Over the past couple of weeks, I have thought deeply about my faith. About what exactly do I believe in this religion called Christianity. The more and more I think, the more and more I realize: I know so much theology, I can give any answer. Thus, in order to help me articulate my thoughts, and hopefully have some discussion about them, I am starting a series on what I believe. I don't know how frequent the updates will be- my life is hectic and while I enjoy blogging, it is not on the top of my priority list at the moment. Despite this, I plan to see this through. Hopefully, somebody out there will actually read this, and comment- the point really is to have some good discussion.

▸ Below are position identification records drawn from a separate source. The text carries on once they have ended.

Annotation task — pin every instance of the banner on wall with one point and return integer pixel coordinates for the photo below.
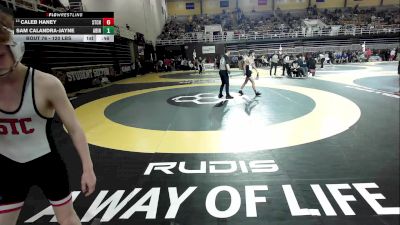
(262, 2)
(208, 49)
(189, 5)
(224, 4)
(141, 50)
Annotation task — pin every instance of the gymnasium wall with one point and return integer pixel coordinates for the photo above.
(328, 4)
(178, 7)
(291, 4)
(391, 2)
(213, 6)
(363, 3)
(249, 5)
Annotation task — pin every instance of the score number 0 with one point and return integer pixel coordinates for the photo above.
(108, 25)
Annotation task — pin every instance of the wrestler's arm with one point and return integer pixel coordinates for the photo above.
(63, 107)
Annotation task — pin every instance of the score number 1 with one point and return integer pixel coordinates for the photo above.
(108, 26)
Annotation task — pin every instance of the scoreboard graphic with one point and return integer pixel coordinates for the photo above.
(64, 27)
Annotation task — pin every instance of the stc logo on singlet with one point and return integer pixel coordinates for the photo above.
(15, 126)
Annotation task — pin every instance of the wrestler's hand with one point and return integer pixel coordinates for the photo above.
(88, 182)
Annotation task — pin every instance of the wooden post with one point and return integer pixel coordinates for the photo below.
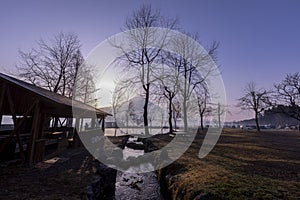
(76, 139)
(34, 132)
(3, 90)
(93, 123)
(17, 127)
(103, 124)
(13, 112)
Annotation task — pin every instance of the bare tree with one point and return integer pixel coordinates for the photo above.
(254, 99)
(194, 65)
(53, 64)
(118, 98)
(142, 59)
(288, 93)
(204, 109)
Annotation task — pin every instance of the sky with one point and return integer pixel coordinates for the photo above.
(259, 39)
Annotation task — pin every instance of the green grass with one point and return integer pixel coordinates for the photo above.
(243, 165)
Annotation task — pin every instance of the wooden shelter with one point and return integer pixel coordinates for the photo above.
(30, 106)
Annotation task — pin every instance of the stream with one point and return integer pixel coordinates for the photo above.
(135, 186)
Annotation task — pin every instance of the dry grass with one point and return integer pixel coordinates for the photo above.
(67, 178)
(243, 165)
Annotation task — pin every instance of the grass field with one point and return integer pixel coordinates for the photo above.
(243, 165)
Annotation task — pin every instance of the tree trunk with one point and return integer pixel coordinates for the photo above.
(145, 114)
(184, 108)
(201, 121)
(170, 116)
(256, 121)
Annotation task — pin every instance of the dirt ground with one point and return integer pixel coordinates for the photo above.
(64, 175)
(243, 165)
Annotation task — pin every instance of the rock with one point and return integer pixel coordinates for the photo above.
(203, 196)
(89, 193)
(108, 180)
(96, 186)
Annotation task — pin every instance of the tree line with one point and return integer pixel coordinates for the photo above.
(283, 98)
(175, 78)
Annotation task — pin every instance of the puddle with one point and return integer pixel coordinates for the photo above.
(136, 186)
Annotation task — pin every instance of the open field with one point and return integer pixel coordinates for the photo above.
(243, 165)
(64, 175)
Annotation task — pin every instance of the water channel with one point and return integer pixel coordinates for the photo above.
(132, 185)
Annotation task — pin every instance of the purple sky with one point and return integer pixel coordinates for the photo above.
(259, 40)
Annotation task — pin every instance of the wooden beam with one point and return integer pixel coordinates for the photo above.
(18, 126)
(103, 124)
(34, 132)
(3, 90)
(14, 115)
(76, 139)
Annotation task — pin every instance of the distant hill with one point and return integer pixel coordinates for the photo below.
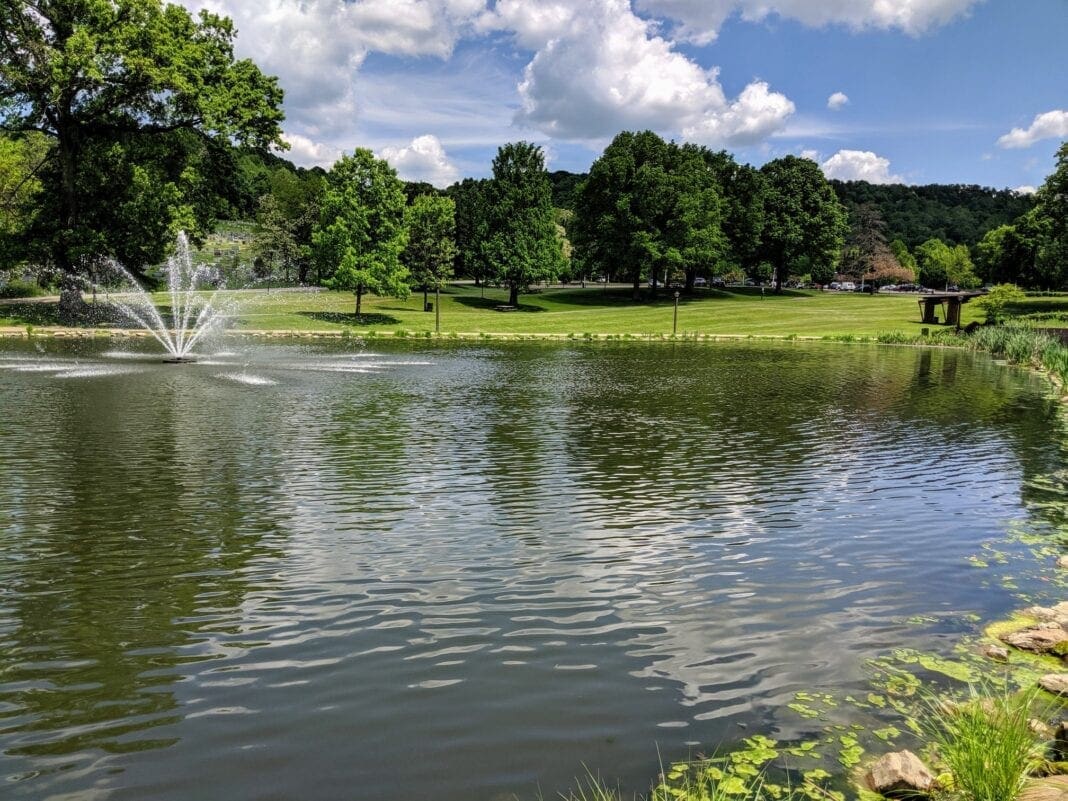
(955, 213)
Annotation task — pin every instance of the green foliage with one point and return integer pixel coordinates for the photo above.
(739, 775)
(987, 742)
(1051, 219)
(956, 214)
(432, 226)
(20, 159)
(996, 301)
(471, 199)
(652, 208)
(140, 103)
(803, 219)
(941, 265)
(361, 231)
(900, 251)
(19, 288)
(521, 245)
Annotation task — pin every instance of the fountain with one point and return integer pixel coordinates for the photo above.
(193, 312)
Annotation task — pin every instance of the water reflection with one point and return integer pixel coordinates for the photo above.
(507, 561)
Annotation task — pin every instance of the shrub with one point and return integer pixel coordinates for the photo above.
(987, 742)
(994, 302)
(19, 288)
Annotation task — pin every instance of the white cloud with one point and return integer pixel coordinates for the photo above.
(755, 115)
(1050, 125)
(599, 68)
(422, 159)
(860, 166)
(304, 152)
(316, 46)
(700, 20)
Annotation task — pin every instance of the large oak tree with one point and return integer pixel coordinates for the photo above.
(141, 103)
(803, 221)
(521, 245)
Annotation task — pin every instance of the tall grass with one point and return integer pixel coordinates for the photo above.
(987, 743)
(1019, 344)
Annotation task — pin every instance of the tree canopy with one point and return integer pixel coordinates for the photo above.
(361, 232)
(432, 247)
(521, 244)
(140, 103)
(803, 219)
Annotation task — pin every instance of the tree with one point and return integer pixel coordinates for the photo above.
(432, 229)
(276, 242)
(995, 301)
(941, 265)
(885, 269)
(866, 244)
(618, 215)
(21, 159)
(138, 100)
(1051, 214)
(693, 235)
(802, 216)
(908, 262)
(361, 232)
(521, 245)
(472, 213)
(1007, 254)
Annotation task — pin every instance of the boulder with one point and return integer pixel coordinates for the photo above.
(1059, 744)
(899, 774)
(1055, 682)
(1039, 639)
(993, 652)
(1051, 788)
(1040, 613)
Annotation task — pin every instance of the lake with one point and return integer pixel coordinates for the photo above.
(328, 569)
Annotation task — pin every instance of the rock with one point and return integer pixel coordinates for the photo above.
(1055, 682)
(1040, 613)
(1059, 744)
(1040, 728)
(1051, 788)
(1039, 639)
(900, 773)
(993, 652)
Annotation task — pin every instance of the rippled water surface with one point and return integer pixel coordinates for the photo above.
(332, 570)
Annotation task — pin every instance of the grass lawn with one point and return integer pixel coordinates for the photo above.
(575, 311)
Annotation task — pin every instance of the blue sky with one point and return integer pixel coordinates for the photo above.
(925, 91)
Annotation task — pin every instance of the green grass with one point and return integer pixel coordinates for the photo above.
(568, 311)
(987, 743)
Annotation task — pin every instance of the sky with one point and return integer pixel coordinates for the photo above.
(886, 91)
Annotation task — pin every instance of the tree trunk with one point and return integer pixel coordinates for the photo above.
(73, 307)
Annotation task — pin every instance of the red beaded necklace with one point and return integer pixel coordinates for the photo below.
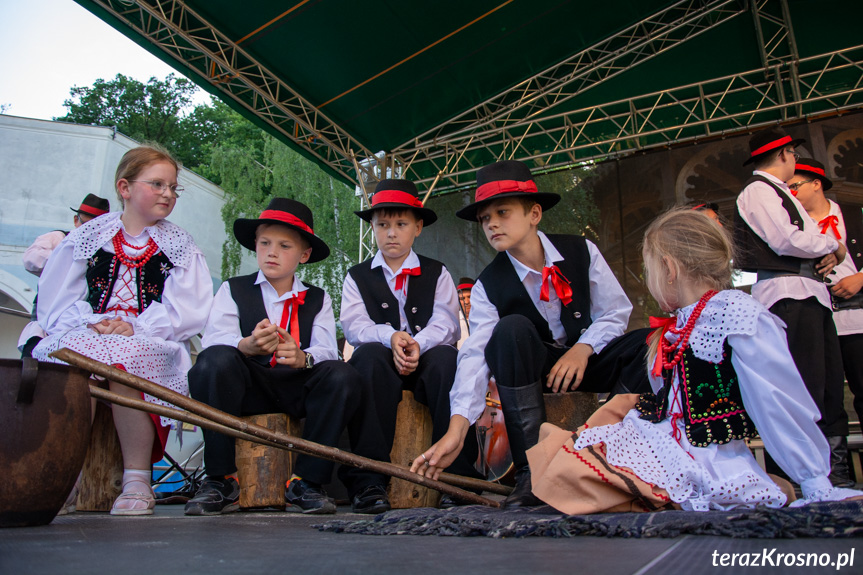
(684, 333)
(137, 261)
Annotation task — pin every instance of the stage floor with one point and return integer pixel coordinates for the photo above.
(273, 542)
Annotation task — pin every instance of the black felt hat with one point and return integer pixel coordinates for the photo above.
(814, 168)
(769, 140)
(506, 179)
(287, 212)
(93, 206)
(398, 195)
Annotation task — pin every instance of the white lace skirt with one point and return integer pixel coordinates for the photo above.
(163, 362)
(697, 478)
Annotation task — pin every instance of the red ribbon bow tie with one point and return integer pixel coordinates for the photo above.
(663, 323)
(560, 283)
(400, 279)
(830, 223)
(291, 305)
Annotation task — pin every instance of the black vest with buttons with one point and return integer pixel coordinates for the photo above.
(712, 406)
(753, 252)
(506, 292)
(853, 217)
(382, 305)
(103, 270)
(250, 306)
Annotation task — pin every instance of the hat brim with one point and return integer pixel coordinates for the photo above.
(244, 231)
(425, 214)
(794, 143)
(546, 200)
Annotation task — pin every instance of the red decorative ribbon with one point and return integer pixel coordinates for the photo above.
(400, 279)
(665, 324)
(492, 189)
(560, 283)
(287, 218)
(291, 305)
(395, 197)
(91, 210)
(771, 146)
(813, 169)
(830, 223)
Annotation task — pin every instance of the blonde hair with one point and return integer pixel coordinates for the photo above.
(137, 159)
(699, 249)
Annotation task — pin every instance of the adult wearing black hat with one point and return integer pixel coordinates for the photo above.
(270, 347)
(844, 222)
(778, 240)
(36, 256)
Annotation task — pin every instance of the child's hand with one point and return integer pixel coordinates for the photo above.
(113, 326)
(849, 286)
(288, 352)
(569, 368)
(406, 352)
(263, 341)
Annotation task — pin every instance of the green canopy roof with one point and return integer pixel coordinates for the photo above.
(444, 87)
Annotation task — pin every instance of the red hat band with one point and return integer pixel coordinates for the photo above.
(287, 218)
(492, 189)
(771, 146)
(395, 197)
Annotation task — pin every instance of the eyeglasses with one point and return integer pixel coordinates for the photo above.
(176, 189)
(796, 185)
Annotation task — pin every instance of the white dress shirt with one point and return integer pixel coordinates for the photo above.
(609, 314)
(761, 207)
(223, 324)
(441, 329)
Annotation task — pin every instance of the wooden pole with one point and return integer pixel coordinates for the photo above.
(256, 432)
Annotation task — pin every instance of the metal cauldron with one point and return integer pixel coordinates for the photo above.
(45, 431)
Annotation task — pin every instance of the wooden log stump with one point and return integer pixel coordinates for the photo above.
(413, 436)
(263, 471)
(569, 410)
(102, 475)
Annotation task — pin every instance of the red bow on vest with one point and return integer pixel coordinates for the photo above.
(290, 309)
(663, 323)
(830, 223)
(400, 279)
(560, 283)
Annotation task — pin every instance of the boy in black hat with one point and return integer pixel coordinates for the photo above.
(270, 346)
(844, 222)
(777, 239)
(400, 312)
(543, 314)
(36, 256)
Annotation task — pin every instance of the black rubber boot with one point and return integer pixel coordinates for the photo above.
(840, 475)
(523, 412)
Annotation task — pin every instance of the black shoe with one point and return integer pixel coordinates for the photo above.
(215, 497)
(371, 500)
(521, 495)
(303, 497)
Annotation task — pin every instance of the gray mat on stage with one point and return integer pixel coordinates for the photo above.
(841, 519)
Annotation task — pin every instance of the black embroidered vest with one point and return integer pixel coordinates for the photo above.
(508, 295)
(712, 406)
(103, 270)
(250, 305)
(382, 305)
(754, 253)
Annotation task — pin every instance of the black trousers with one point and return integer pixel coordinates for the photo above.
(814, 346)
(430, 383)
(517, 356)
(330, 396)
(852, 360)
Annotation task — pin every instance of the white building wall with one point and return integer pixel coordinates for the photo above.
(48, 167)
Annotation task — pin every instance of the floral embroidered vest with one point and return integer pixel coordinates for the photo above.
(713, 409)
(103, 270)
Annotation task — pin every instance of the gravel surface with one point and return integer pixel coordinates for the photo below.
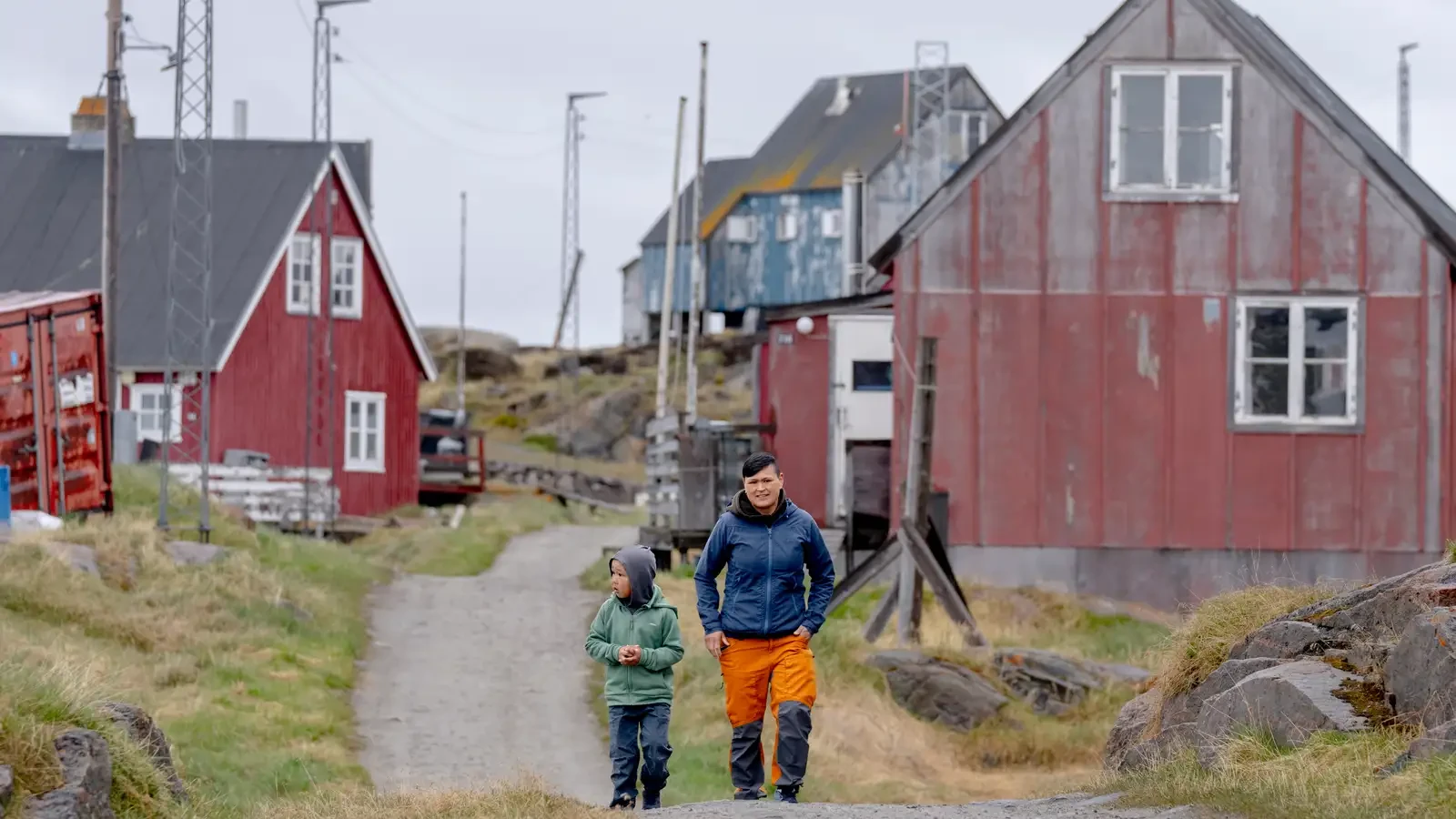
(472, 680)
(1074, 806)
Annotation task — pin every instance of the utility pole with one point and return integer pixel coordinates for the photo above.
(570, 266)
(460, 343)
(111, 198)
(696, 295)
(670, 274)
(1404, 94)
(319, 394)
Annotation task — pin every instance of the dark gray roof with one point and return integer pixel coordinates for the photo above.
(1257, 41)
(50, 225)
(720, 179)
(1256, 38)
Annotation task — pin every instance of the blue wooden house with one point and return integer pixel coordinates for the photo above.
(774, 223)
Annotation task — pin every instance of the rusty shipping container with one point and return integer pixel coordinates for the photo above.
(55, 413)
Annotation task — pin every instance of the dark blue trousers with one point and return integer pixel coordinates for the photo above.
(628, 727)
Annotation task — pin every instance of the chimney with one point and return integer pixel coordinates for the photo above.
(239, 118)
(89, 124)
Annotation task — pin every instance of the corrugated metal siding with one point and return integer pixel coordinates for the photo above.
(1085, 346)
(259, 398)
(794, 394)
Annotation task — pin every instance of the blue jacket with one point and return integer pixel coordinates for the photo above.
(766, 557)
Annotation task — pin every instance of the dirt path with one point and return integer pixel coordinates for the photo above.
(1072, 806)
(482, 678)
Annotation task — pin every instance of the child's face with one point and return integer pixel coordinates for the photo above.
(621, 586)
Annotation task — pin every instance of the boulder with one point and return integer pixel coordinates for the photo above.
(86, 775)
(938, 691)
(1420, 673)
(1283, 639)
(146, 733)
(1290, 702)
(191, 552)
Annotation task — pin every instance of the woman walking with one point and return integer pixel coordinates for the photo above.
(762, 632)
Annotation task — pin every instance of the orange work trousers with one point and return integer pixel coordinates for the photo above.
(753, 672)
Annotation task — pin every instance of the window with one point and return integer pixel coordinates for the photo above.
(364, 431)
(871, 376)
(832, 223)
(303, 285)
(742, 229)
(149, 402)
(1296, 361)
(1172, 130)
(347, 263)
(788, 225)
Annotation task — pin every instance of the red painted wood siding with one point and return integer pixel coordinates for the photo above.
(794, 394)
(1084, 346)
(259, 397)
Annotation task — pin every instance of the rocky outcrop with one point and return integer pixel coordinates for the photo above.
(86, 775)
(1053, 683)
(938, 691)
(146, 733)
(1366, 658)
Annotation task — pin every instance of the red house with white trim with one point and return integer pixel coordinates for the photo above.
(267, 256)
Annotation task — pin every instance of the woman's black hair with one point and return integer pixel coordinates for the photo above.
(757, 462)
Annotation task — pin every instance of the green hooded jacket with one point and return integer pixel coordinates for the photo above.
(650, 624)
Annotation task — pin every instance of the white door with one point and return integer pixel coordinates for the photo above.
(861, 398)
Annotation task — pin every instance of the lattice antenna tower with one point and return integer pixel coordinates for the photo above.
(929, 126)
(189, 263)
(570, 319)
(319, 392)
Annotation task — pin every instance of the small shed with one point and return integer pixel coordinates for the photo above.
(1193, 322)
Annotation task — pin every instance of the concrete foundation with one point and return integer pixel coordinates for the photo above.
(1167, 579)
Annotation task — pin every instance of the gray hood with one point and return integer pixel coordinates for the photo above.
(641, 566)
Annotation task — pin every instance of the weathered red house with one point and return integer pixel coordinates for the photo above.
(1193, 322)
(267, 256)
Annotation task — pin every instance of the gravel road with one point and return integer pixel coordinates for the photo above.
(1074, 806)
(472, 680)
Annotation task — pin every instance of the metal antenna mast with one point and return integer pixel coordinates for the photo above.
(1404, 72)
(568, 324)
(189, 263)
(320, 413)
(931, 99)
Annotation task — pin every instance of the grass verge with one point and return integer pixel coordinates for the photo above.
(855, 720)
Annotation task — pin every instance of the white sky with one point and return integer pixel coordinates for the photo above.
(470, 95)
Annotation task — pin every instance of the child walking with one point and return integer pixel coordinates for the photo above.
(635, 636)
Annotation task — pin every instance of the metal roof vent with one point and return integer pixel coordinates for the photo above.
(842, 95)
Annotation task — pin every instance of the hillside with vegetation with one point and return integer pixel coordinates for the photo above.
(594, 421)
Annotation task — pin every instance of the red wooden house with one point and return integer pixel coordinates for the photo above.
(267, 256)
(1193, 321)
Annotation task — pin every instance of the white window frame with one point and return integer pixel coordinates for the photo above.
(137, 392)
(295, 305)
(832, 223)
(356, 286)
(359, 462)
(1295, 417)
(1169, 184)
(786, 225)
(742, 229)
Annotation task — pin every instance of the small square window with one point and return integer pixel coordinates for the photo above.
(832, 223)
(786, 225)
(743, 229)
(871, 376)
(1172, 130)
(1298, 361)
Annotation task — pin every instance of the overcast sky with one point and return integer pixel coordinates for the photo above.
(470, 95)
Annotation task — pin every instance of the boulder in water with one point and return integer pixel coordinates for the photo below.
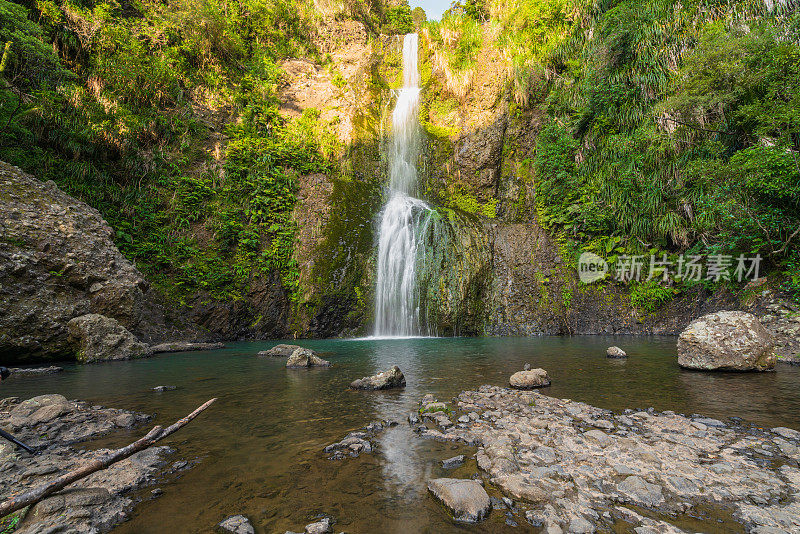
(535, 378)
(615, 352)
(236, 524)
(306, 358)
(726, 341)
(103, 339)
(393, 378)
(466, 499)
(280, 351)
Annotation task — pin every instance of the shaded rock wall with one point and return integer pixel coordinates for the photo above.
(57, 262)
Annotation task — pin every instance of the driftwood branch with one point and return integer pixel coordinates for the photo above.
(37, 494)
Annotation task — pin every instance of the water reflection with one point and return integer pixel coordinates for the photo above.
(260, 447)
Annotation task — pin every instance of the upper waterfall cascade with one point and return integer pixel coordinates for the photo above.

So, to start out, I think I'll kick it old-school:

I believe in one God,
the Father Almighty,
maker of heaven and earth
and of all things visible and invisible.
And in one Lord Jesus Christ,
the only-begotten Son of God,
begotten of His Father before all worlds,
God of God, Light of Light,
very God of very God,
begotten, not made,
being of one substance with the Father,
by whom all things were made;
who for us men and for our salvation came down from heaven
and was incarnate by the Holy Spirit of the virgin Mary
and was made man;
and was crucified also for us under Pontius Pilate.
He suffered and was buried.
And the third day He rose again according to the Scriptures
and ascended into heaven
and sits at the right hand of the Father.
And He will come again with glory to judge both the living and the dead,
whose kingdom will have no end.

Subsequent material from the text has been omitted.